While working with Scottish ex-pat John Reid at the University of Lethbridge, a 23-year-old Rogers listened to the soundtrack of “Evita” and heard the singing and “I was such a snotty classical musician. I listened to that soundtrack and said ‘that’s awful’ and I turned Fran down three times,” he recalled. Reid eventually convinced Rogers to take on the job and from then on he and Rude worked together.

He recalled the director being “so patient with me. So patient. She just gradually taught me about theatre and how the music works with theatre and I was just so ignorant about it all. I can never repay her,” he said, adding “I miss her terribly.”

Graham said Rude made clear what she expected from everyone, noting she always had a vision in her head. And Graham said one thing no performer dared to ask Rude was the motivation of their character, which also brought chuckles from some in the audience who clearly had experience with that aspect of Rude’s directing.

And Graham soberly noted that Fran somehow managed to keep her theatrical life completely separate from her professional life where she worked 28 years for Alberta Social Services, retiring in 1994 as regional supervisor of Foster Care Services in southern Alberta.

“She had this whole other life she kept separate,” said Graham noting the responsibilities Rude carried in her professional world, in which she played an instrumental role in creating a new adoption policy for the province, her stepson Gerry Rude told the gathering in opening remarks.

“You never heard her talk about it at theatre,” said Graham. “She never really brought her work people into theatre,” said Graham noting she didn’t appreciate until she looked back how difficult it could be to keep the two separate and distance.

Gerry Rude, along with siblings Grant and Donna, were first introduced to Fran – who they knew as Frances – by their father Victor in 1967.

Rude recalled his dad being smitten by Fran and they married in 1968. He recalled Fran being the first stewardess for Time Air but she wasn’t content to just be in the cabin of an airplane, she wanted to fly and acquired her own pilot’s licence. He recalled seeing his stepmom on stage for the first time at the Yates performing as a maid in “My Fair Lady” in 1970.

He talked fondly of her cooking skills and how the kids looked forward to having a Saturday meal with her and their dad and talked about the years she and Victor, who died of Alzheimer’s in 2008, spent on Flathead Lake first with a sailboat and then a cabin cruiser.

“She will be missed by all of us,” said Rude with a contingent of family beside him.

Matson told the audience that everyone who was at the LSCO to honour Rude was special to her “and a part of the huge family and community of arts people in the city of Lethbridge,” she said.

“As with everything else she did, Fran directed this celebration of her life – with notes to those involved,” Matson said to laughter.

And she along with Rogers, Graham and stepdaughter Donna followed those directions.

“Her arts involvement and philanthropy is a huge part of her legacy,” Matson noted.

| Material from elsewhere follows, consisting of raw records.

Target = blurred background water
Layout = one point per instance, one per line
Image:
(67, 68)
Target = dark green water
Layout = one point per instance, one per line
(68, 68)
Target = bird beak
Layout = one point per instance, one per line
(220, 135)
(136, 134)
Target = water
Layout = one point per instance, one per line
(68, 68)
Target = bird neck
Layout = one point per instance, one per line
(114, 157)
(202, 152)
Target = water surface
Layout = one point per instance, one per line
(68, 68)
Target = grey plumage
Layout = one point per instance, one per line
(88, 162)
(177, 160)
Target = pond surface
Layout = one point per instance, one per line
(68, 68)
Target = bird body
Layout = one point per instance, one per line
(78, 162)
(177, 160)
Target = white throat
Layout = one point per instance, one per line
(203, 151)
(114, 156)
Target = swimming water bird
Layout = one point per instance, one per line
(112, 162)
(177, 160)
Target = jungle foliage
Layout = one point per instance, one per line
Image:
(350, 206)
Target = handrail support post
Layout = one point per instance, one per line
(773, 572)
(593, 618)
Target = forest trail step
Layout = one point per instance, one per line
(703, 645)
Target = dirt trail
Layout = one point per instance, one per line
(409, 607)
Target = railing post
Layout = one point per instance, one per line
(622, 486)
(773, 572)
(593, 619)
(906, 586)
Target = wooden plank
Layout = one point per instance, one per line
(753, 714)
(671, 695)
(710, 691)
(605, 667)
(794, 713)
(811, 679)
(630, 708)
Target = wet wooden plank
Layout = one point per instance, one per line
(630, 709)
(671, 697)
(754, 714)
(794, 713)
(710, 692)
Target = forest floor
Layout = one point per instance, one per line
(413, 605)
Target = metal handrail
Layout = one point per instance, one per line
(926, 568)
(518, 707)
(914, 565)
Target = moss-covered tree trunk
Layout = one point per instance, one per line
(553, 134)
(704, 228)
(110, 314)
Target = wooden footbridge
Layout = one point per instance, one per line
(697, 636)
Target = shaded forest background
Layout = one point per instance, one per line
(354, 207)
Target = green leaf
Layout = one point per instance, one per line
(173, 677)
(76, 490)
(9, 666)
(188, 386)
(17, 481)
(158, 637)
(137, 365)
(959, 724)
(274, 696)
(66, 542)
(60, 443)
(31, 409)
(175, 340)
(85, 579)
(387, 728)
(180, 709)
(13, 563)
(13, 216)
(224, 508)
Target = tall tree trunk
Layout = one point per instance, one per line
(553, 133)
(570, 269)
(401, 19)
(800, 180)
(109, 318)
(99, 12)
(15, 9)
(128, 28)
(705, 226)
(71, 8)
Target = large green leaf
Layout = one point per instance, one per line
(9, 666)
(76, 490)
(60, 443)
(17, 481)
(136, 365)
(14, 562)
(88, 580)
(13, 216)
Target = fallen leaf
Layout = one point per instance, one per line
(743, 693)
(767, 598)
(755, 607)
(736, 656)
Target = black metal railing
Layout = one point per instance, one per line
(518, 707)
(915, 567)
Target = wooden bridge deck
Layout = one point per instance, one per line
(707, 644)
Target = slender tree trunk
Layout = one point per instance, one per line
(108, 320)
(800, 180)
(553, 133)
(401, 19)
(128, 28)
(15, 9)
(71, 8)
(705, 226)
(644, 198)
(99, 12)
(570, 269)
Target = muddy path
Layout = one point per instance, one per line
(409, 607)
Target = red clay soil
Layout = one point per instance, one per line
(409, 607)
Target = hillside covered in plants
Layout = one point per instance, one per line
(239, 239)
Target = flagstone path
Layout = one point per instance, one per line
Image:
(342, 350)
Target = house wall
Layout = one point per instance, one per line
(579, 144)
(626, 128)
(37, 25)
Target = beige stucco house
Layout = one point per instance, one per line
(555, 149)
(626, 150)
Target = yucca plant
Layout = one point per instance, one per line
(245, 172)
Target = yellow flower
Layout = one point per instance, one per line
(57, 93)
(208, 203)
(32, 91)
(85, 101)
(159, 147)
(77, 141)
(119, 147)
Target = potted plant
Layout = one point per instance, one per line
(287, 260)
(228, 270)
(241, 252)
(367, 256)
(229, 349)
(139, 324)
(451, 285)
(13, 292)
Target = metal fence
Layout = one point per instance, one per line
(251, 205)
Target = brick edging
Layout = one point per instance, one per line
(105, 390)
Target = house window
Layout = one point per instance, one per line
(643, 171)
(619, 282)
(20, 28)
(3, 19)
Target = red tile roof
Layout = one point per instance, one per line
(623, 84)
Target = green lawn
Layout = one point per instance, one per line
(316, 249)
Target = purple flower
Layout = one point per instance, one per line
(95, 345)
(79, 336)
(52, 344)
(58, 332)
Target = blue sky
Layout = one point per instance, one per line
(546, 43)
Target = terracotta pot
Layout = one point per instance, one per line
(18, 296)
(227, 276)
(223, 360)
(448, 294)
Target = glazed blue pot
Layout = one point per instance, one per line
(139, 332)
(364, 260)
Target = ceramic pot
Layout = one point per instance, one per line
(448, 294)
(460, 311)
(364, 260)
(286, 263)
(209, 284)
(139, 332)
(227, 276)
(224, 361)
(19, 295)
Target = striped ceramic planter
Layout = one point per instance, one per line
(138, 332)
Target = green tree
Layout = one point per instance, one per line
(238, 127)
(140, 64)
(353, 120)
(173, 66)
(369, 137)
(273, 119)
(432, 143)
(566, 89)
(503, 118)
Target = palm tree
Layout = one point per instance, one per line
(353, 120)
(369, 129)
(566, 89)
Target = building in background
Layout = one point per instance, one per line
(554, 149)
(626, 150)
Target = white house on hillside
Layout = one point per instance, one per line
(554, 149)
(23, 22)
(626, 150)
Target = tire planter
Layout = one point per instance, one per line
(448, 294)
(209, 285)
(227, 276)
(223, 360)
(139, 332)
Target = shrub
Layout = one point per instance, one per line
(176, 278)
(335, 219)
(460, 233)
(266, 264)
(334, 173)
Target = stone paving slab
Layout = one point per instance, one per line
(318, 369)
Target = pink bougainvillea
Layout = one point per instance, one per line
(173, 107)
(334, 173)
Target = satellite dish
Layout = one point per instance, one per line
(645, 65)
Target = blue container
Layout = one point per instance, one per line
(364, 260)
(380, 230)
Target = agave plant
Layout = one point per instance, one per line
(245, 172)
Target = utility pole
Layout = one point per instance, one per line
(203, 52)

“She worked in this community for her career but she was also a loving and beloved wife, stepmother, grandmother, sibling, mentor and friend and many other appelations. She gave selflessly to every facet of this life of hers. She didn’t want praise, she asked for excellence and we know she got it,” added Matson.

Rude, said Rogers, always brought a high quality of work to Lethbridge and set the bar high, noting she gave hundreds of people in the city an opportunity to become part of the theatre community.

While Rude was the driving force behind dozens of productions in Lethbridge, she never sought recognition for her work and Rogers noted “you could not get Fran to take a bow.”

But in spirit on Saturday, she had the chance as the curtain fell on her life.